The environmental performances of the dismantled WPB treatment factory were quantitatively evaluated for the purpose of revealing the sustainability of remanufacturing, which could provide some references for employing waste battery treatments. With operational data and interviews with managers in 2021, energy flows and material flows have been depicted for the studied treatment center. Applying LCA methodology, the environmental impact has been assessed for specific disposal procedures and processes, from which the following conclusive marks are derived:

Refining consumes the most electricity power (35.12%) and preliminary desulfurization consumes the largest amount of reclaimed water (68.50%) and tap water (66.49%).

Refining, crude lead-making, and preliminary desulfurization belong to the procedures with the greatest environmental effects due to electricity consumption; crude lead-making also consumes a high amount of natural gas. Wastewater treatment and dust removal and desulfurization are the largest contributors to parts of the midpoint indicators for the utilization of flocculant PAM, sodium hydroxide, and electricity and for the emissions of SO₂, NO₂ (NO_x), smoke, and lead dust. Transportation also has a large share of the value of some midpoint indicators, which might be due to the longer average distance from the WPB recycling points to the WPB treatment plant. Thus, using a new energy truck and transportation route optimization tends to be feasible and effective in alleviating the related environmental burden.

Lead, plastics, and sulfuric acid are the top three contributors to the environmental benefits of material substitutions.

Photovoltaic power usage could reduce the environmental burden in WPB dismantling treatments.

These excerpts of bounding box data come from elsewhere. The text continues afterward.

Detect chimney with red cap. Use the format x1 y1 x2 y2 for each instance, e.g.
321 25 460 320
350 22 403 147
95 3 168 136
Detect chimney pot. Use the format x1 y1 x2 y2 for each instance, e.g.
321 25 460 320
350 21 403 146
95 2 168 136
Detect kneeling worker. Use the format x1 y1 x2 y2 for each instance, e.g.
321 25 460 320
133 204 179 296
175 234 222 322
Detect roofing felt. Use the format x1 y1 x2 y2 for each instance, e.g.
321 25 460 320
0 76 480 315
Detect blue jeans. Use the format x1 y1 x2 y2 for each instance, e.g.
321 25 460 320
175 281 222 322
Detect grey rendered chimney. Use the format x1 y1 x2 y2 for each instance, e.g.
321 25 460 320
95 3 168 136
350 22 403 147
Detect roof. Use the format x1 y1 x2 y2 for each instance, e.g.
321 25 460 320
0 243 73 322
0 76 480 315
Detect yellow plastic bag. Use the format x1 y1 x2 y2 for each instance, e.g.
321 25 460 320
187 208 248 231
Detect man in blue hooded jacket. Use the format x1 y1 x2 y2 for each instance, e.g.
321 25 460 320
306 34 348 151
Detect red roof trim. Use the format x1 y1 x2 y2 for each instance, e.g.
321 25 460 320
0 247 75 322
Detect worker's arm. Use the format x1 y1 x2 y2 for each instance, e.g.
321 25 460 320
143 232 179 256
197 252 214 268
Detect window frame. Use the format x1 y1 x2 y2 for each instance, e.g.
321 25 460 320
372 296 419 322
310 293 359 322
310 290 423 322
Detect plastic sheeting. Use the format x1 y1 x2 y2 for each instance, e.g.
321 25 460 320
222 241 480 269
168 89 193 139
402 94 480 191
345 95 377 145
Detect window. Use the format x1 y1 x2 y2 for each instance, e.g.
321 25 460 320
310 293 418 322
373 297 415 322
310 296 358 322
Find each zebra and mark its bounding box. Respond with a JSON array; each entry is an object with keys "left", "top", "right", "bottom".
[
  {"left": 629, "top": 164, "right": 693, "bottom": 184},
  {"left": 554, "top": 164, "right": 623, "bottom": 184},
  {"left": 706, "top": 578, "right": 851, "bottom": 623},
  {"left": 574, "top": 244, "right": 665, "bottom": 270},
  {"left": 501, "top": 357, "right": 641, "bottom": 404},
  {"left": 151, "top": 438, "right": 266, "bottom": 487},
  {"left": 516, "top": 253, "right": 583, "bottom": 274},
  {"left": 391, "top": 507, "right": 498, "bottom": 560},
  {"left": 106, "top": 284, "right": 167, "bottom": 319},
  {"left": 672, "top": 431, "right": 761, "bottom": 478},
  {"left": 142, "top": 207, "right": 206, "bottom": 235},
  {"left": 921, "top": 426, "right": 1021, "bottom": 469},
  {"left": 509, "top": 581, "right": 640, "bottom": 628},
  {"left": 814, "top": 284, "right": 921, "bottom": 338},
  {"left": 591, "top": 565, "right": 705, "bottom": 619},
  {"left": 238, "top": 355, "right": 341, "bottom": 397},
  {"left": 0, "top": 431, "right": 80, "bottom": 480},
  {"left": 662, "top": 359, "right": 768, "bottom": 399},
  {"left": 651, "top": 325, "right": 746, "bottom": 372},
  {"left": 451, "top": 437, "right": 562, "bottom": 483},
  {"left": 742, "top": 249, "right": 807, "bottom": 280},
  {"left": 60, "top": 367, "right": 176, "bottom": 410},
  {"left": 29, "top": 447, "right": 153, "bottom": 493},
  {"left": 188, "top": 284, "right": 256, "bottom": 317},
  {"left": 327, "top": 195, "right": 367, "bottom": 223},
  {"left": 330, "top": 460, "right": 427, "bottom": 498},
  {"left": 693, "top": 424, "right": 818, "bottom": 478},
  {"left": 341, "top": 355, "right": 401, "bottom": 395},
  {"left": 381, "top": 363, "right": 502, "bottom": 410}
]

To promote an environment-friendly society, every consumer needs to have good environmental awareness. So, consumers should send their used waste batteries to the battery recycling point and must not discard these waste batteries casually. With the aim towards a factory operation business, because a lot of electricity is used in waste battery treatment, it is newly encouraged that reducing the use of grid power by increasing photovoltaic power, wind power, and natural gas usage can reduce environmental burdens to a larger extent.